Green hydrogen is produced by splitting water (H2O) with electrolyzers powered by renewable electricity, such as wind; the carbon-free feedstock can then be used to power advanced manufacturing, commercial-scale transportation and other energy-intensive processes. A study commissioned by the coalition concluded that H2theFuture could cut in half total emissions produced by hydrogen in Louisiana, representing millions of tons of CO2 that would otherwise be released into the atmosphere.
“Louisiana has a long and proud history of supporting energy production on and off our shores,” Louisiana Department of Natural Resources Secretary Thomas Harris said. “This is an opportunity to continue that tradition as we transition to a lower-carbon future and more diversified sources of energy. Both wind and hydrogen are expected to be important tools in Louisiana’s efforts in carbon management in the future.”

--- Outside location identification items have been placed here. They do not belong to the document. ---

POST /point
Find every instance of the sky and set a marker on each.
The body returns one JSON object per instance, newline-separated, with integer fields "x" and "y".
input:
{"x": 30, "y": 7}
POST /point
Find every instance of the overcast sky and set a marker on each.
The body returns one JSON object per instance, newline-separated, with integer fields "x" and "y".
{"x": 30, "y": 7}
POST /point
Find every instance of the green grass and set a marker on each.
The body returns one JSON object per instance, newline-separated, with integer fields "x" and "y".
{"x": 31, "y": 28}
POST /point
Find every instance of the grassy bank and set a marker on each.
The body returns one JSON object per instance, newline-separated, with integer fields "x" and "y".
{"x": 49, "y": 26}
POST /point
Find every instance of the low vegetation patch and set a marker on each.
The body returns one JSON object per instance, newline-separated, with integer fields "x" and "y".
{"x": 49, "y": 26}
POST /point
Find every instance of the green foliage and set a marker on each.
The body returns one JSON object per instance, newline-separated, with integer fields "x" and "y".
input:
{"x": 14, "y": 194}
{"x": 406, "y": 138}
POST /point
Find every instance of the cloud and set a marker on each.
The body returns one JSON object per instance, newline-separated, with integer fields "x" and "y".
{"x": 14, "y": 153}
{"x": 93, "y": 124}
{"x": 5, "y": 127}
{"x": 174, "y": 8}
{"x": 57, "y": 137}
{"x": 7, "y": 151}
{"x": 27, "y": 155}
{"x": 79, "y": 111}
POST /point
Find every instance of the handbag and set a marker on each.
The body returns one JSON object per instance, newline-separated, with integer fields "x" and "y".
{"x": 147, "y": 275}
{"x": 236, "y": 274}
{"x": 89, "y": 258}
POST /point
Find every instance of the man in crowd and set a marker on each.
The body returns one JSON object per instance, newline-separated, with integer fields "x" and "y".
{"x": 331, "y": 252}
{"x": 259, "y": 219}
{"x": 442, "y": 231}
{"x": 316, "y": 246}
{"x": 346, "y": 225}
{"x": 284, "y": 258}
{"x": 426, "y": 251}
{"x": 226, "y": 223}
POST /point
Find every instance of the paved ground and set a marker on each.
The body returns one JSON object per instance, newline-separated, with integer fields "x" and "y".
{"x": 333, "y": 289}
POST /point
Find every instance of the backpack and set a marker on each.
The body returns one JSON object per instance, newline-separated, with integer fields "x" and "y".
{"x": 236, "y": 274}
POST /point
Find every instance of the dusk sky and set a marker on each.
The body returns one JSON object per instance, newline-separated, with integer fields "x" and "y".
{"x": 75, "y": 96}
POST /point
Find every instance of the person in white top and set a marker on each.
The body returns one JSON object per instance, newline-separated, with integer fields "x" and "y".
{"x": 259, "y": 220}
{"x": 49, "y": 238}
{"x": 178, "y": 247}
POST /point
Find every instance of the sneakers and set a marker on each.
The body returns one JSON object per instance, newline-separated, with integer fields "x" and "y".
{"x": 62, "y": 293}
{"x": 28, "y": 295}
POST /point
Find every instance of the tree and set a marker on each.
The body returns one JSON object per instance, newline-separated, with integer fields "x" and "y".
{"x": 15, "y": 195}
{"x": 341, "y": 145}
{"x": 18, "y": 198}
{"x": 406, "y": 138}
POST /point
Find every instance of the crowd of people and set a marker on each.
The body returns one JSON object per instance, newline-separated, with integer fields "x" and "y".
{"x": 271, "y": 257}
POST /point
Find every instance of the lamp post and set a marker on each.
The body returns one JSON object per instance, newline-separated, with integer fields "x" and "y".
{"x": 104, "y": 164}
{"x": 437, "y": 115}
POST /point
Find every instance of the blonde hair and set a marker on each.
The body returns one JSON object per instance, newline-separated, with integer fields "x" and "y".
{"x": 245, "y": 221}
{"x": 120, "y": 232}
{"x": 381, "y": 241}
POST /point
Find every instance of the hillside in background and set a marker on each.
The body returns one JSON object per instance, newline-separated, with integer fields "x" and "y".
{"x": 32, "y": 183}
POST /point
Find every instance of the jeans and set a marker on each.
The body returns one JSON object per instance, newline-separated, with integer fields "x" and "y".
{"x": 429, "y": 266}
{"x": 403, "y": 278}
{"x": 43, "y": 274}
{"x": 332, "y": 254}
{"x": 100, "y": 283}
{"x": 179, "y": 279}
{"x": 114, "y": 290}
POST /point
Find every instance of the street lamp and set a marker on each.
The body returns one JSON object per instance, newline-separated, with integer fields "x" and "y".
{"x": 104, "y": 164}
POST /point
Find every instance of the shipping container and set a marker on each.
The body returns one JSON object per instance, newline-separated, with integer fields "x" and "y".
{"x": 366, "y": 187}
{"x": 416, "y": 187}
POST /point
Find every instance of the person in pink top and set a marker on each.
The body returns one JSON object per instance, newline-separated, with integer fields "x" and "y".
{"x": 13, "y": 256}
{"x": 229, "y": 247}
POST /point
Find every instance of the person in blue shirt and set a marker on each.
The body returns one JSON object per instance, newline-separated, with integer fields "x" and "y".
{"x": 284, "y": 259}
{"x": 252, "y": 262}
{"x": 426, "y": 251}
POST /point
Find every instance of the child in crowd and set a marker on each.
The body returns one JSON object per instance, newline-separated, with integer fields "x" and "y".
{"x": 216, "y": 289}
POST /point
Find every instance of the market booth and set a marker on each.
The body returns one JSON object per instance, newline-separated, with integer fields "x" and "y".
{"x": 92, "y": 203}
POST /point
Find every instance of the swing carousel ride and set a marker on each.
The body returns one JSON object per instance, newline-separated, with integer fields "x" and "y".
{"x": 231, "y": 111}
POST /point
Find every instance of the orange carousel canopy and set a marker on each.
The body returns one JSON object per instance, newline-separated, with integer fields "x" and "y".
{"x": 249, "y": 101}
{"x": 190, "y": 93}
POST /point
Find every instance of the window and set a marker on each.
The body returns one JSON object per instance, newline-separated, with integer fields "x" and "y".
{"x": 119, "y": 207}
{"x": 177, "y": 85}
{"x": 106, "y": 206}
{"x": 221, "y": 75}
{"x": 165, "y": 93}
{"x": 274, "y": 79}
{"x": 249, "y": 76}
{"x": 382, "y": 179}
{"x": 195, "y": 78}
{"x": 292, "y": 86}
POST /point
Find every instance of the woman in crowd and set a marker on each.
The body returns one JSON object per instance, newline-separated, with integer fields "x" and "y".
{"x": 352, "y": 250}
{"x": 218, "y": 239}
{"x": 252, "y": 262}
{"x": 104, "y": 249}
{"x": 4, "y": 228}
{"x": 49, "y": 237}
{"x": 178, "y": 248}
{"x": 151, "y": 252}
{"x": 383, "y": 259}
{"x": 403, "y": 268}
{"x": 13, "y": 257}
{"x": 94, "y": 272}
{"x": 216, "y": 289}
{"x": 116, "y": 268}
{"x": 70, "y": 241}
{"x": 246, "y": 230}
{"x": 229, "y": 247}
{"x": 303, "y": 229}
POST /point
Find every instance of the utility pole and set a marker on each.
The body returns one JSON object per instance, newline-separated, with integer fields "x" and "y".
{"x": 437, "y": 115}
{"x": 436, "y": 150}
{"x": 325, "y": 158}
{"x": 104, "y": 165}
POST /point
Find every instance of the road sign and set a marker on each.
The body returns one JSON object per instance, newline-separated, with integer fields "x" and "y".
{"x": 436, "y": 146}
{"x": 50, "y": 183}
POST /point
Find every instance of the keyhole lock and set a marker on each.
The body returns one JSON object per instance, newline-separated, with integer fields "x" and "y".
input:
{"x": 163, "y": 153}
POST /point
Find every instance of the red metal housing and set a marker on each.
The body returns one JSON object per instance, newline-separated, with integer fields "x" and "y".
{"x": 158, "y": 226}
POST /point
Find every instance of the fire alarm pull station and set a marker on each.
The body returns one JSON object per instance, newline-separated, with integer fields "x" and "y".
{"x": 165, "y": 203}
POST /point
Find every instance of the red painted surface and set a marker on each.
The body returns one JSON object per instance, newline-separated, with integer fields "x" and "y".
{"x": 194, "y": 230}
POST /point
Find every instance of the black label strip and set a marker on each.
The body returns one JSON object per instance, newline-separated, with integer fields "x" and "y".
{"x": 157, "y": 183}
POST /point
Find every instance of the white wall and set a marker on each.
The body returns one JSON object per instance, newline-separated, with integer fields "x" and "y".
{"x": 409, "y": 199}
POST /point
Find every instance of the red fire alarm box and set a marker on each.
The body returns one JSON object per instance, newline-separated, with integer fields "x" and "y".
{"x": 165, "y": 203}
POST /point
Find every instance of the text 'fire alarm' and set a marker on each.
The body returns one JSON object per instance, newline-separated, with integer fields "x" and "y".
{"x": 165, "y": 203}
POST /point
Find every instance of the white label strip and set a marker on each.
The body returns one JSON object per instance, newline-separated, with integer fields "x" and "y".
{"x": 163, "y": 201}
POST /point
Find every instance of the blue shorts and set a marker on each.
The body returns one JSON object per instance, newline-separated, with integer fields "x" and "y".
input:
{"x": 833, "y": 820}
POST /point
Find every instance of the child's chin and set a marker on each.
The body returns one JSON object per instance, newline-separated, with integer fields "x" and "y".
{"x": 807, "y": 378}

“Already, Louisiana is ‘ground zero’ for net zero, with over $18 billion of projects announced for renewable biofuels, blue and green production of hydrogen and ammonia, advanced recycling, and carbon capture,” said Adam Knapp, president and CEO of the Baton Rouge Area Chamber. “This EDA grant will capitalize on this momentum, helping to anchor a new sector and supply chain from decarbonization efforts throughout the south Louisiana industrial corridor.”